Piaseczno. Drifter prawie potrącił kolegę
24-letni obywatel Azerbejdżanu "kręcił bączki" na jednym z parkingów sklepowych w Piasecznie. Ford Mustang kręcił się jak szalony. Najpierw niemal wpadł na wiatę z wózkami sklepowymi, a po gwałtownym skręcie prawie potrącił kolegę, który nagrywał jego wyczyny - mężczyzna odbiegł w ostatniej chwili!
Czytaj dalej pod materiałem wideo.
Mandat 5 tys. złotych
Nieodpowiedzialny kierowca zobaczył nadjeżdżający patrol policji. Odjechał dalej jakby rozważał: czy uda mu się uciec, czy nie? Po chwili zaparkował i poddał kontroli. Za wybryk słono zapłaci. Otrzymał mandat karny w wysokości 5 tysięcy złotych.

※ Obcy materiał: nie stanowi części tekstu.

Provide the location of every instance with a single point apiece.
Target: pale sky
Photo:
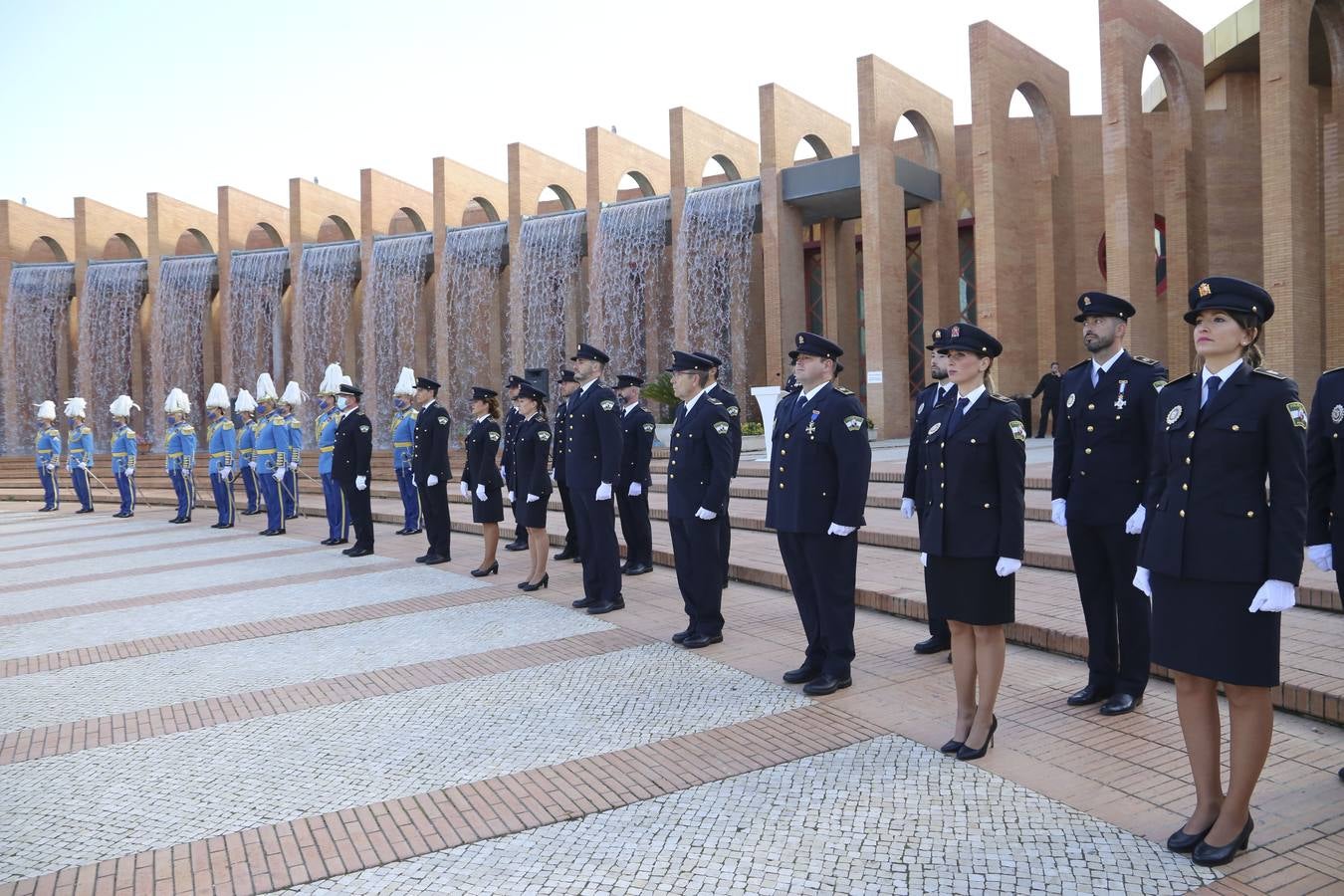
(115, 100)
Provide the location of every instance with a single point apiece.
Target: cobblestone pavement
(256, 715)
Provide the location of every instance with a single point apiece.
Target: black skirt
(968, 590)
(488, 511)
(1205, 629)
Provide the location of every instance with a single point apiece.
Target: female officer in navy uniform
(531, 450)
(974, 524)
(1218, 558)
(480, 476)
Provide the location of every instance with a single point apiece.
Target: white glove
(1323, 555)
(1274, 596)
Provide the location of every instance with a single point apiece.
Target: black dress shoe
(801, 675)
(933, 645)
(824, 684)
(1213, 856)
(1087, 696)
(1183, 842)
(1120, 704)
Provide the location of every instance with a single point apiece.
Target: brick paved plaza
(191, 711)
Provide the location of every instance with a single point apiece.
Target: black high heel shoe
(967, 754)
(492, 568)
(1212, 856)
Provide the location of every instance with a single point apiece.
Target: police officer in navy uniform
(1104, 433)
(730, 403)
(632, 485)
(818, 485)
(699, 469)
(432, 470)
(591, 466)
(351, 454)
(1220, 558)
(926, 402)
(567, 385)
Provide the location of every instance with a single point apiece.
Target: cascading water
(468, 283)
(181, 303)
(546, 276)
(39, 297)
(329, 274)
(714, 269)
(391, 303)
(256, 285)
(628, 278)
(111, 300)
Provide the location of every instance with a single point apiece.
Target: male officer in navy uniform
(351, 460)
(929, 398)
(1102, 446)
(432, 470)
(591, 465)
(698, 488)
(730, 403)
(567, 385)
(632, 485)
(818, 485)
(513, 419)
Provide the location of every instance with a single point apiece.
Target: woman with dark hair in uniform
(480, 476)
(1218, 557)
(531, 450)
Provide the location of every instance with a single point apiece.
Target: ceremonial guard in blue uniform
(1104, 434)
(80, 453)
(272, 453)
(292, 398)
(481, 483)
(123, 454)
(632, 485)
(325, 434)
(351, 464)
(926, 402)
(699, 470)
(818, 488)
(47, 454)
(567, 385)
(1220, 558)
(975, 508)
(730, 403)
(432, 470)
(403, 445)
(246, 407)
(223, 452)
(591, 466)
(180, 445)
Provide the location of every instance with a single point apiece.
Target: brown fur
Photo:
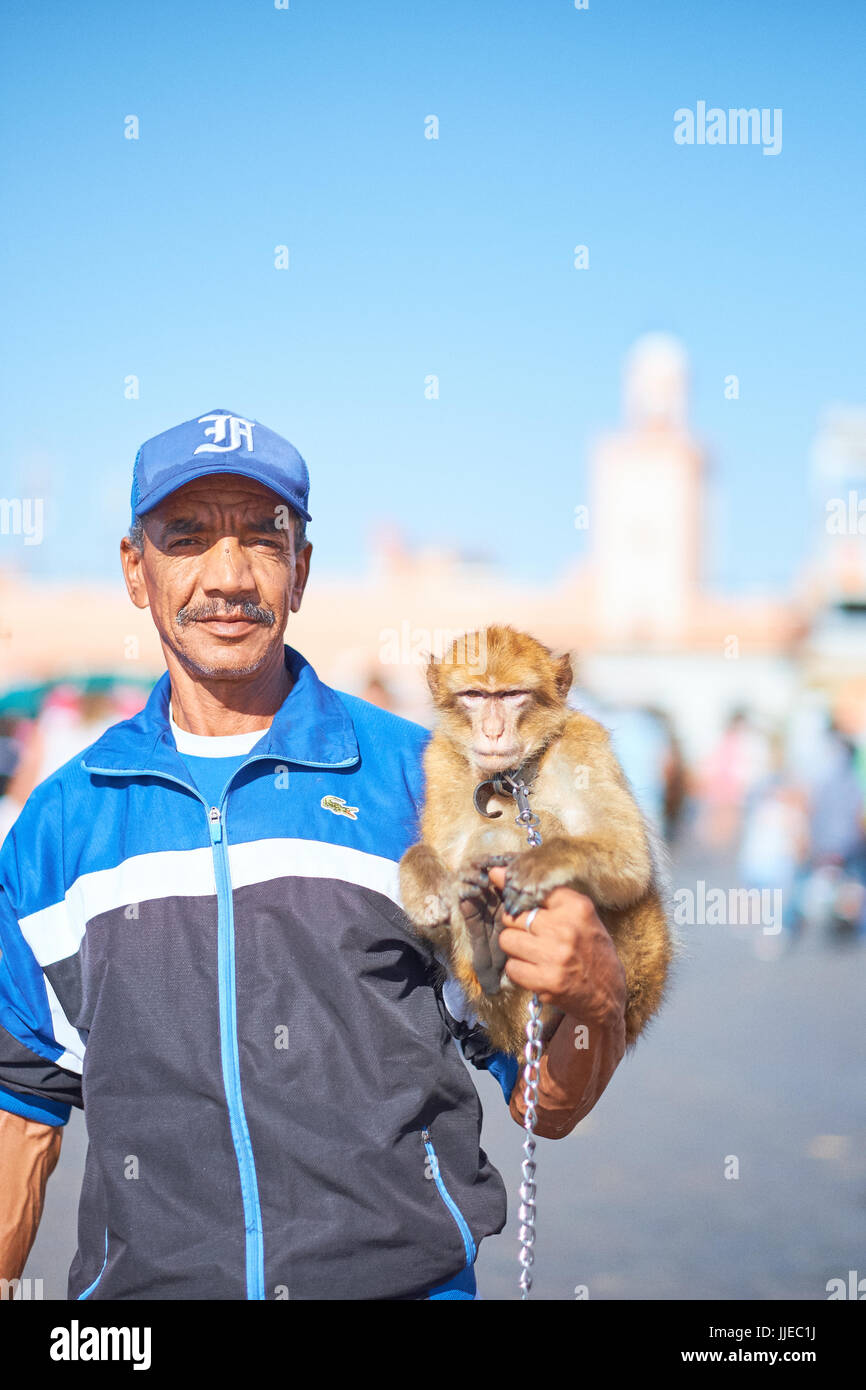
(594, 836)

"Takie zachowania są wyrazem bezmyślności i lekkomyślności. Po raz kolejny przypominamy, że parkingi i drogi publiczne to nie miejsca na niebezpieczne manewry oraz sprawdzanie własnych umiejętności za kierownicą. Apelujemy do młodych kierowców, aby zastanowili się nad konsekwencjami swoich działań. Co by było, gdyby podczas takiego manewru coś poszło nie tak? Gdyby ktoś został ranny, a nawet zginął, czy nadal podchodziliby do takich zabaw z ignorancją i lekkością?" - zwraca uwagę st. asp. Magdalena Gąsowska z Komendy Powiatowej Policji w Piasecznie.